E come risponde a questi commenti?
«Con grande serenità. Certo, quando diventano molti, che palle! Ma ho sempre cercato di focalizzarmi sulle mie qualità. Anche perché la mia statura mi dà dei punti di forza che le persone più alte non hanno».
Quali, per esempio?
«Mi muovo bene sul campo. E nonostante tutto, tiro molto forte. Certo, qualche centimetro in più mi farebbe comodo per il servizio».
Jasmine Paolini: così mi libero degli stereotipi
Nello sport ma non solo, il corpo delle atlete è spesso al centro di giudizi che vanno ben oltre la prestazione. Le pesa tutta questa attenzione?
«Siamo in un mondo in cui l’aspetto fisico viene esasperato e tutti dovremmo fermarci e pensare che quello che diciamo ha un peso. Dovremmo imparare a dare un giudizio in meno e a tenerci una parola in più perché, anche se detta per scherzo, chi ci ascolta se lo ricorda per tutta la vita».
Nel tennis la testa conta tanto quanto il fisico. Come gestisce le emozioni nei momenti decisivi?
«Il tennis è uno sport strano, in cui devi trovare rapidamente soluzioni ai problemi che ti si presentano.
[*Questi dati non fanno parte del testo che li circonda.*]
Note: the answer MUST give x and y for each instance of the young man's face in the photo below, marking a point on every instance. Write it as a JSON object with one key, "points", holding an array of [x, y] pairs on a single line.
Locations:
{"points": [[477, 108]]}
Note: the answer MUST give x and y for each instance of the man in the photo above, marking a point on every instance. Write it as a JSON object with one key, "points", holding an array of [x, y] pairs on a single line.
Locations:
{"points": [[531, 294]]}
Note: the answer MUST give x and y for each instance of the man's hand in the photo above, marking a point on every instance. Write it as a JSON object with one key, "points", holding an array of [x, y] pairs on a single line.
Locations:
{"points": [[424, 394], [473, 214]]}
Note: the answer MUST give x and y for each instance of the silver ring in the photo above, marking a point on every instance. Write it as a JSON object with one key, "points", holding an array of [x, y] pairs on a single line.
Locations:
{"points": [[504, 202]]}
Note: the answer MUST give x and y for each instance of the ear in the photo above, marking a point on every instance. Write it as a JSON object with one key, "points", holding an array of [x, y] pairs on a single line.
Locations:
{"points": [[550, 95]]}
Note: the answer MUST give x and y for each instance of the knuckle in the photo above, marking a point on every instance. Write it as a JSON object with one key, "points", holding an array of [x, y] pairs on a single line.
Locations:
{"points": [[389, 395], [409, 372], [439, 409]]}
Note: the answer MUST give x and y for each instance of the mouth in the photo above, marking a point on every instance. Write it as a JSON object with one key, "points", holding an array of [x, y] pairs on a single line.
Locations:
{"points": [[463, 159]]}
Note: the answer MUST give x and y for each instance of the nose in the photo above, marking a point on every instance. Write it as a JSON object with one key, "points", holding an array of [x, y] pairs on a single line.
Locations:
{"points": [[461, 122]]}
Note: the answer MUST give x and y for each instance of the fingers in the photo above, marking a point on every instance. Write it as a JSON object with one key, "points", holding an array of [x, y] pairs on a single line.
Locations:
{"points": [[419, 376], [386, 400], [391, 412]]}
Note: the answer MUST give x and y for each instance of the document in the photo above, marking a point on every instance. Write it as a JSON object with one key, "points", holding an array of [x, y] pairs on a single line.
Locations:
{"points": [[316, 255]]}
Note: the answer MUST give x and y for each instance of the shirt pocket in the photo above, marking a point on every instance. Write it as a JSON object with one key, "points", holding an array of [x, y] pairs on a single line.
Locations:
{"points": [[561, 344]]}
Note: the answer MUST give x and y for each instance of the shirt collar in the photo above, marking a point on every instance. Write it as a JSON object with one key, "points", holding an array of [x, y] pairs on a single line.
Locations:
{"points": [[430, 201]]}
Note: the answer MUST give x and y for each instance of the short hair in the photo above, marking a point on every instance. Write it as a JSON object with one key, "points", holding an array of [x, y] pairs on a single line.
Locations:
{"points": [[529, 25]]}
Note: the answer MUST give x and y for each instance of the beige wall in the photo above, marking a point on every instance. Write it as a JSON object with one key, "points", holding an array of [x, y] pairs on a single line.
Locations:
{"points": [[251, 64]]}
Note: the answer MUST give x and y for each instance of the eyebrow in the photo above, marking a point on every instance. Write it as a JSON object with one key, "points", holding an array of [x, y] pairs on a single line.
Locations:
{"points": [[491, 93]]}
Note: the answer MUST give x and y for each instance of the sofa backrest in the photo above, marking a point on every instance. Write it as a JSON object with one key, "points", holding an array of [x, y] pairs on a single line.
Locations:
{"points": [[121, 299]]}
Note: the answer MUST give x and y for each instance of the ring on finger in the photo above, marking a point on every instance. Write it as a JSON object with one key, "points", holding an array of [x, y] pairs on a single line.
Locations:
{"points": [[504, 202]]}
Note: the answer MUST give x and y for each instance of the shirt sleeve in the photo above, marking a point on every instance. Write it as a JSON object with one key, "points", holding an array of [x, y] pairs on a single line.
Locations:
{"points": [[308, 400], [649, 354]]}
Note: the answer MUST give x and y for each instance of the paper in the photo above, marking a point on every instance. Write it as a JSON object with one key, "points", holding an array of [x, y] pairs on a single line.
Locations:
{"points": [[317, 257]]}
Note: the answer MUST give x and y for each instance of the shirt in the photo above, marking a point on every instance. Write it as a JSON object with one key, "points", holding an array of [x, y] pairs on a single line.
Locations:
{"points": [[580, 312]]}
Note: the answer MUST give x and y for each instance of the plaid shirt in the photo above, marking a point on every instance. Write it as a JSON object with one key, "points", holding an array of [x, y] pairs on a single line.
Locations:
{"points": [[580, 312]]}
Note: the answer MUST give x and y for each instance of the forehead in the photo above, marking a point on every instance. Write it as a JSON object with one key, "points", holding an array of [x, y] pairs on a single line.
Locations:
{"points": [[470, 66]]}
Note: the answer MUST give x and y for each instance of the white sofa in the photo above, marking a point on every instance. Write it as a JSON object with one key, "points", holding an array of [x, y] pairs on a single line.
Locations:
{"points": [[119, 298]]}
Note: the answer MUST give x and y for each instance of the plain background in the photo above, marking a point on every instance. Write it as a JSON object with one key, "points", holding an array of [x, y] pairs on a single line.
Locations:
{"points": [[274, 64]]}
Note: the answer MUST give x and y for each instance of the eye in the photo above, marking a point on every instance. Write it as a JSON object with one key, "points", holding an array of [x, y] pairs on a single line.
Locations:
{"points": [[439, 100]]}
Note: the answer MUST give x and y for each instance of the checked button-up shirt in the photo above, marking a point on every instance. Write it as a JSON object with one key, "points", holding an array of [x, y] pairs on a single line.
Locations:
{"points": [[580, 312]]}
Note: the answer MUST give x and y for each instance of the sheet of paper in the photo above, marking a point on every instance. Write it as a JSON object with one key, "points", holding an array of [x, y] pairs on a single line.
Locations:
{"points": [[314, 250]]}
Il bello è che ogni punto è diverso ed è un modo per mettersi in gioco di continuo. Io ho imparato a non essere troppo severa nel giudicarmi, a perdonarmi e a insistere, insistere, insistere».
Un pregio e un difetto.
«Beh, la prima è facile: il mio sorriso solare. Tutto merito della mamma. Il difetto? Rimugino troppo, non fermo mai i pensieri».
Prima di scendere in campo
Ha un rituale portafortuna che fa prima di entrare in campo?
«Sì, cambio il grip al manico della racchetta, facendo sempre lo stesso movimento, e mi allaccio le scarpe in un determinato modo (e si abbassa subito per ripetere quel gesto scaramantico, ndr)».
Se potesse tornare dalla Jasmine ragazzina, cosa le direbbe?
«Di credere di più in se stessa e di non smettere mai di sognare».
Il tempo è scaduto. Jasmine prende la racchetta e va ad allenarsi. Ascoltarla è come guardarla giocare: c’è misura, onestà e quella leggerezza rara di chi sa prendersi sul serio senza mai smettere di divertirsi.
Jasmine Paolini e Dove
Tre ragazze su quattro pensano che l’attività sportiva sia un modo per costruire la propria autostima, tuttavia 1 su 2, tra i 13 e i 17 anni, la abbandona. Di queste, 2 su 3 lo fanno per mancanza di fiducia nel proprio corpo che viene spesso minata da commenti e giudizi negativi. Sono questi i dati più significativi che emergono da una ricerca condotta da Dove che, insieme alla tennista Jasmine Paolini, ambassador del brand, avvia una campagna di sensibilizzazione per promuovere la fiducia nelle ragazze attraverso il programma Body Confident Sport.
L’impegno di Dove
«È un percorso formativo gratuito fatto di lezioni ed esercizi pratici rivolto a coach e insegnanti di educazione fisica nelle scuole secondarie di primo grado su tutto il territorio nazionale con l’obiettivo di rafforzare la sicurezza nelle più giovani e generare un cambiamento positivo» afferma Ugo De Giovanni, general manager Personal Care Unilever Italia. «Dal 2004, grazie al Dove Progetto Autostima, lavoriamo per aiutare le nuove generazioni a costruire la propria autostima, con il desiderio di riscrivere il concetto di Bellezza Autentica, fornendo un’alternativa agli standard di bellezza irraggiungibili e poco realistici che minano la fiducia in sé».